Es waren langfristig vorbereitete Kriegsverbrechen, was in den getürkten Berichten der deutschen Kriegsführung ja auch überdeutlich wird.

Und erst recht der gezielte Angriff auf die Innenstadt von Wieluń! Niemand wirft "mal ebenso so" SC 250 Sprengbomben auf eine schlafende und unverteidigte Kleinstadt, als Primärziel eines langfristig vorbereiteten Angriffs...

Die deutschen Truppen in Heer und Luftwaffe wussten sehr genau was sie taten!

Nachtrag: Wer das Ausmass der Zerstörungen bezweifelt, möge sich die vielen von deutscher Hand angefertigten Luft- und Bodenaufnahmen von Wieluń genauer anschauen, eine Bildersuche im Internet und die Zuhilfenahme eines Stadtplans sind dabei hilfreich.
Na klar die "schlafende" und "unverteidigte Stadt.
Warum hat den die "unverteidigte" Stadt ein Rotes Kreuz auf dem Krankenhaus gemalt, wenn doch niemals eine Verteidigung im Sinne gewesen wäre ?
 
Der Krieg lag in der Luft und erste Grenzzwischenfälle hatte es bereits vor dem 1. September gegeben. Dass die Polen Verteidigungsvorbereitungen trafen und Krankenhäuser kennzeichneten, war also bloß folgerichtig. Dem Krankenhaus von Wieluń hat das aber nichts genutzt, es ist bei der ersten Angriffswelle gleich zerstört worden. den Überfall zu verharmlosen, in dem man schlafend und unverteidigt in Anführungszeichen setzt, ist nicht akzeptabel!
 
Der Krieg lag in der Luft und erste Grenzzwischenfälle hatte es bereits vor dem 1. September gegeben. Dass die Polen Verteidigungsvorbereitungen trafen und Krankenhäuser kennzeichneten, war also bloß folgerichtig. Dem Krankenhaus von Wieluń hat das aber nichts genutzt, es ist bei der ersten Angriffswelle gleich zerstört worden. den Überfall zu verharmlosen, in dem man schlafend und unverteidigt in Anführungszeichen setzt, ist nicht akzeptabel!

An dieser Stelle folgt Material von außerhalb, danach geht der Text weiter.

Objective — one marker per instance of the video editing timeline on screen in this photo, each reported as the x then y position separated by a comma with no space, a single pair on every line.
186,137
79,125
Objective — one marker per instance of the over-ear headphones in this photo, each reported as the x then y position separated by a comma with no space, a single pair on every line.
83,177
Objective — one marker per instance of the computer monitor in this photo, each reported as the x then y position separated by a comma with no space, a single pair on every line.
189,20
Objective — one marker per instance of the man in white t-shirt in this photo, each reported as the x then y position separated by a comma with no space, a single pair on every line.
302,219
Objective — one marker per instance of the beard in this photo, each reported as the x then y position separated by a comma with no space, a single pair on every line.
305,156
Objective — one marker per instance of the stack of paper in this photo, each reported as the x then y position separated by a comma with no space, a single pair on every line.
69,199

Warum wohl wurde das Krankenhaus getroffen ? Wetterlage berücksichigt in Verbindung mit der Sturzhöhe ?
Ich setze in Abführungsstrichel was ich will, hier sind ja auch viele unterwegs die meinen wenn Feldstellungen um ein Ort herum sind, dann ist eine Stadt unverteidigt.

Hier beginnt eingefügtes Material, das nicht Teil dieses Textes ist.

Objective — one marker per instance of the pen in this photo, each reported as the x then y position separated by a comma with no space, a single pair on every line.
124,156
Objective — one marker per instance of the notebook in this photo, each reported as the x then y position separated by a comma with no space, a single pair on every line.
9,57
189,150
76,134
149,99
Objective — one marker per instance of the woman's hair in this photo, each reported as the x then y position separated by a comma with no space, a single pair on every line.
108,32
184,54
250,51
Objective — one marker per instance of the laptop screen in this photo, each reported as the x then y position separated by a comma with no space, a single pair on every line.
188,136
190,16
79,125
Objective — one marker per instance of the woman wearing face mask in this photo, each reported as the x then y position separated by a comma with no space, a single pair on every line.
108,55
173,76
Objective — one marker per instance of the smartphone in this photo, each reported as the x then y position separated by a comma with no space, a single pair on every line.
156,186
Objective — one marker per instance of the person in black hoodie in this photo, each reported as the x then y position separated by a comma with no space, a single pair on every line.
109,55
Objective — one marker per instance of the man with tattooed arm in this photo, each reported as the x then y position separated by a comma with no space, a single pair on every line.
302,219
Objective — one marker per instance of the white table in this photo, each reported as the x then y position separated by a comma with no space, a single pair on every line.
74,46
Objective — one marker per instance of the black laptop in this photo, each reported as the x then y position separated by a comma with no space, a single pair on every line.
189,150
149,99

Das erzähle mal den alliierten Bomberverbänden auf allen Kriegsschauplätzen.
 
Das erzähle doch bitte den user der das Wort hier einbrachte.

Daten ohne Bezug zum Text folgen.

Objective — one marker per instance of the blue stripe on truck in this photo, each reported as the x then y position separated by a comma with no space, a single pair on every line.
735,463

Da du in die gleiche Kerbe schlägst bist du auch eine richtige Adresse, zumal du hier im Forum dieses Kriegsverbrechen verharmlost/negierst!
Siehe auch "El"s Kommentar!
Der Krieg lag in der Luft und erste Grenzzwischenfälle hatte es bereits vor dem 1. September gegeben. Dass die Polen Verteidigungsvorbereitungen trafen und Krankenhäuser kennzeichneten, war also bloß folgerichtig. Dem Krankenhaus von Wieluń hat das aber nichts genutzt, es ist bei der ersten Angriffswelle gleich zerstört worden. den Überfall zu verharmlosen, in dem man schlafend und unverteidigt in Anführungszeichen setzt, ist nicht akzeptabel!